Bu Cumartesi Curcuna Çocuk Evi'nde oyun grubuna katılacağız. Sabah 9.30'da başlıyor öğlene kadar. Ücreti 20 TL. Arkadaşım Ayşegül ve güzel kızı Aybike, Efe & ben. Bakalım neler olucak?

Söz uçar yazı kalır şeklinde; izin biter fotoğraflar kalır diyelim ve ekleyelim.



Efe peppe tişörtü ile poz ver oğlum dedim, - verdi :))

Çantanla poz ver oğlum dedi, onu da yaptı :))

Anneanne ile Tunalı'da cafe'de sabah keyfi

Babaanne ile Capital Country Club At Çifliğinde Pazar keyfi

Anne ile gezmeye giderken

Baba ile at çifliğinde ama anne ışığı ayarlayamamış :(

Anne ile evde kudururken, evin altı üstüne geldiği zamanlardan




04 Eylül 2012

Doğumgünü, pasta, mum, trombolin, IKEA... Herşey var

Efe son hız büyümeye, hergün değişmeye bizse duruma ayak uydurmaya devam ediyoruz. Anladım ki 18 aylık olmak demek yavaştan bebeklikten sıyrılmaya başlamak demek.

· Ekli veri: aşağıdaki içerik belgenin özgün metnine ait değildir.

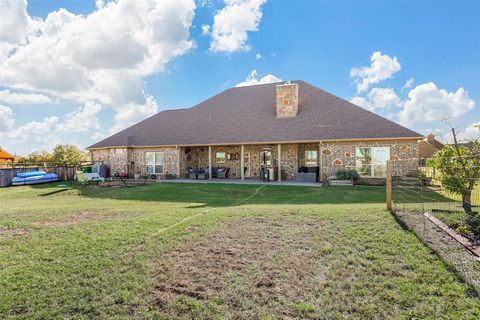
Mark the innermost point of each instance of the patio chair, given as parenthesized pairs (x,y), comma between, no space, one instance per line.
(223,173)
(192,175)
(84,180)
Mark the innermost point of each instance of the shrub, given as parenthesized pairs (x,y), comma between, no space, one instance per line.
(347,175)
(416,174)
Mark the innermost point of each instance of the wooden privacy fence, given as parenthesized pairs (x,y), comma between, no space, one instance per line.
(63,172)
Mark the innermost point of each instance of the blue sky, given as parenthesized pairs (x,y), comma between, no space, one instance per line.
(209,46)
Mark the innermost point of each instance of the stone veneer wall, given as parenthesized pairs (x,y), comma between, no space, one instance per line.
(307,147)
(341,155)
(118,163)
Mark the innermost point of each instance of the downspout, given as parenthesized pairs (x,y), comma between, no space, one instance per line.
(321,161)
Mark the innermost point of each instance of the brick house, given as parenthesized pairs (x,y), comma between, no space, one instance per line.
(6,157)
(282,126)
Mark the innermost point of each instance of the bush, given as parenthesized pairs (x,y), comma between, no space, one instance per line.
(416,174)
(347,175)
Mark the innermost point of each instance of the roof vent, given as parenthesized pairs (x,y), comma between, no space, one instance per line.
(287,100)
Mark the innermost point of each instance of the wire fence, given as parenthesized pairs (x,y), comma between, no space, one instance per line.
(438,216)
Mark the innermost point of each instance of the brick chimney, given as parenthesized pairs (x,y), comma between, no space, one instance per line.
(287,100)
(431,138)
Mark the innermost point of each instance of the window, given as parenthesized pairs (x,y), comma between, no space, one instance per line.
(266,157)
(220,157)
(311,157)
(372,162)
(154,162)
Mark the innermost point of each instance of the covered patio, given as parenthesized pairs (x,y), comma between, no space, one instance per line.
(247,182)
(260,162)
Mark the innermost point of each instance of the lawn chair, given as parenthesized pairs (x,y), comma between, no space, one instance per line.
(84,180)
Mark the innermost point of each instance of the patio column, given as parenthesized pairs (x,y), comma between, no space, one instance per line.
(209,162)
(279,162)
(242,162)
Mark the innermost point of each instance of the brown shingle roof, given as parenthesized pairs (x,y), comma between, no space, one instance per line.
(247,115)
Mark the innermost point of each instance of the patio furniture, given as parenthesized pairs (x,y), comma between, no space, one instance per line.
(92,179)
(315,170)
(202,175)
(306,177)
(223,173)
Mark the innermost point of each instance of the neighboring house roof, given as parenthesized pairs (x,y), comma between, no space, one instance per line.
(4,155)
(248,115)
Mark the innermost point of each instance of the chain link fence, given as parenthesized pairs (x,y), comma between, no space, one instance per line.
(437,216)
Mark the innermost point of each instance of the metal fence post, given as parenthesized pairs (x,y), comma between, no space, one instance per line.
(389,185)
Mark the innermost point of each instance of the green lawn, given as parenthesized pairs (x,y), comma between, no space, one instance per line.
(177,250)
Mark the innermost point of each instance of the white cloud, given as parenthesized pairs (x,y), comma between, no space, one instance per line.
(103,56)
(252,79)
(82,119)
(14,21)
(377,98)
(427,103)
(33,135)
(23,98)
(232,24)
(205,29)
(381,68)
(7,120)
(408,84)
(472,131)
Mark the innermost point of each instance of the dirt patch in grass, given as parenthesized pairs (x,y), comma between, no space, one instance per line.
(76,218)
(250,266)
(6,232)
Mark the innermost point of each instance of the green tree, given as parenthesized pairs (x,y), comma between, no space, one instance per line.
(69,153)
(36,157)
(459,165)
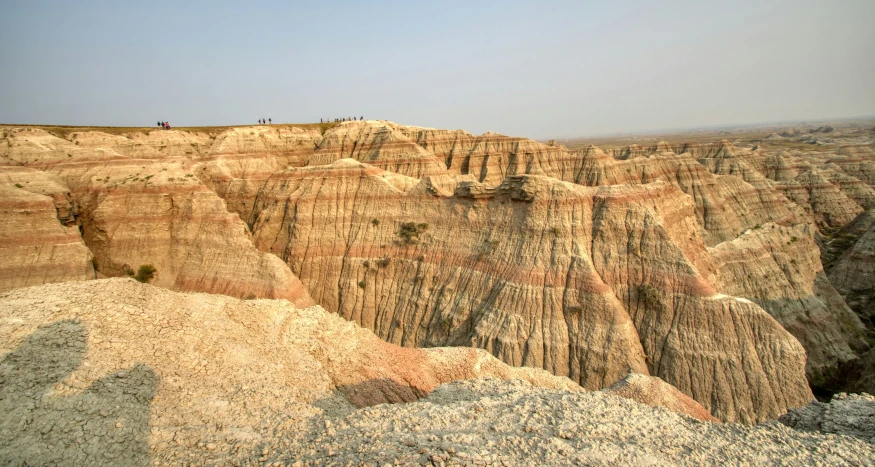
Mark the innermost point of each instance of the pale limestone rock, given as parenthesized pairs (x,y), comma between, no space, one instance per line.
(38,244)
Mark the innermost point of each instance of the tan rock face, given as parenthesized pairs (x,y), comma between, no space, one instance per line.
(853,271)
(36,245)
(160,214)
(657,393)
(378,144)
(585,263)
(779,268)
(581,281)
(148,369)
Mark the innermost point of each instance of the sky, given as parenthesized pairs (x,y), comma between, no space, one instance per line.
(537,69)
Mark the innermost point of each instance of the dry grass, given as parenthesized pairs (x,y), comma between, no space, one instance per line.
(64,131)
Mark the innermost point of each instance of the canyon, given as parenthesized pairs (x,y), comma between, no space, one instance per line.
(737,270)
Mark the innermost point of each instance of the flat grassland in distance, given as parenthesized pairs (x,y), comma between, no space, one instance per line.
(63,131)
(736,135)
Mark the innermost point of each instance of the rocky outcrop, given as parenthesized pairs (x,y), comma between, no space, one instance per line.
(853,271)
(114,372)
(540,273)
(779,268)
(38,241)
(160,214)
(655,392)
(846,414)
(379,144)
(587,263)
(814,192)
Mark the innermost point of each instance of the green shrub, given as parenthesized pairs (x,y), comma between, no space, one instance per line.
(145,273)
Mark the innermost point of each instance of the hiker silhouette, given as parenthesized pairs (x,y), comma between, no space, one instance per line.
(44,424)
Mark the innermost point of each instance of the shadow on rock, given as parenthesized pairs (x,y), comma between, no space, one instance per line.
(108,423)
(380,391)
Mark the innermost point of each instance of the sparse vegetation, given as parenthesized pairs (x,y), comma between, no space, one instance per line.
(410,232)
(145,273)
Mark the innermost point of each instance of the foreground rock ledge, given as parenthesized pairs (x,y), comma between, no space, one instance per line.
(113,372)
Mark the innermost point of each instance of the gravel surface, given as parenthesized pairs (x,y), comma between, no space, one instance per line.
(118,373)
(845,414)
(490,422)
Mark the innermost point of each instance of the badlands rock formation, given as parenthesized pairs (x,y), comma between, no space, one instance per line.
(38,242)
(715,267)
(114,372)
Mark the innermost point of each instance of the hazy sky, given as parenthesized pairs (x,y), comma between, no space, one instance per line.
(537,69)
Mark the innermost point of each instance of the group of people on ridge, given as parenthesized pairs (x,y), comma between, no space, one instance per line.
(338,120)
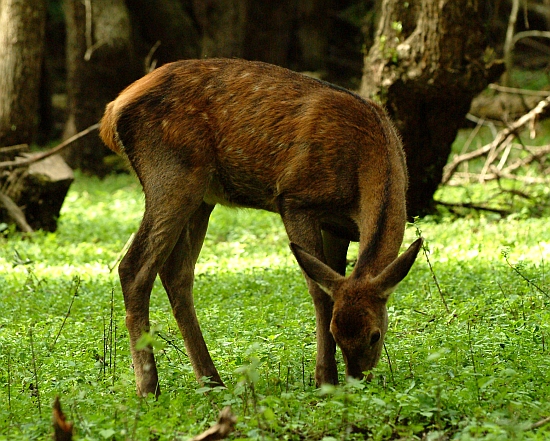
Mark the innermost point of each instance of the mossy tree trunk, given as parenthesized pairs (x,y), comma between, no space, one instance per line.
(100,63)
(22,27)
(428,61)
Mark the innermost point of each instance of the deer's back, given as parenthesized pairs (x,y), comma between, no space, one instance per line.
(261,130)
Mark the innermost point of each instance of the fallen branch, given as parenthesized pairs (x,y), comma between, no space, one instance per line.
(220,430)
(501,141)
(502,212)
(15,213)
(43,155)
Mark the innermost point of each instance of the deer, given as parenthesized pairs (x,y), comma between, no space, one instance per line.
(198,133)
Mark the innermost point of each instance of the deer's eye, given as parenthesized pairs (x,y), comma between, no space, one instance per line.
(375,337)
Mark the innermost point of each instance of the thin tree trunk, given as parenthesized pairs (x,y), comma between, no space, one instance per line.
(223,25)
(22,27)
(426,65)
(100,63)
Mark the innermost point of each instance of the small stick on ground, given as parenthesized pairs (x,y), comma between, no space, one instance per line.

Son postumdan bu yana bir yaş daha aldım ve kocaman 33 yaşında bir genç hanım oldum :)) Doğumgünümü oldum olası severim, o sabah bir mutlu uyanırım ve çok şükür ki her zaman pastamın üzerindeki mumları söndürmek için tutucak dileklerim olur. Bu sene 3 pastam oldu, biri 30.Ağustos'tan faydalanarak evde verdiğim çay partim, ikincisi ofiste arkadaşlarımın sabah pastası & üçüncüsü ise sevgili eşimin akşam yemeğindeki jesti.

Evdeki mini çay partisi son derece keyifliydi. Hem ben çok keyifli mamalar yaptım hem de misafirlerim eli dolu geldiler, hal böyle olunca bize de yemek içmek kaldı. Ertesi gün ofiste arkadaşlarımın mini pastası enfesti. Ve doğumgünü akşamı arkadaşlarımızla (Aybegüm & Bekir) yediğimiz yemek birde üstüne süpriz misafirlerimiz gelince daha da bir şenlikli oldu. Teşekkürler Aşkım :)) Fotolar aşağıda.

Efe pastada mum üfleminin ve beraberindeki alkışın tadını aldı. Sanırım 2.doğumgünü bu anlamda daha keyifli olucak.

Efe son derece misafir sever bir çocuk, eve birileri gelince, hele ki tanıdığı bildiği kişiler öyle memnun oluyor ki. Artık bir pozlar, şovlar, oyunlar kendince, görmeye değer doğrusu.

2. doğumgünü için henüz plan yapmıyorum ama ara ara düşünmüyorum dersem yalan olur... Sanırım anne kişisinin elinde değil bu heyecan. Halbuki önümüzde koskoca 4 ay var :)) Komiğim bende değil mi?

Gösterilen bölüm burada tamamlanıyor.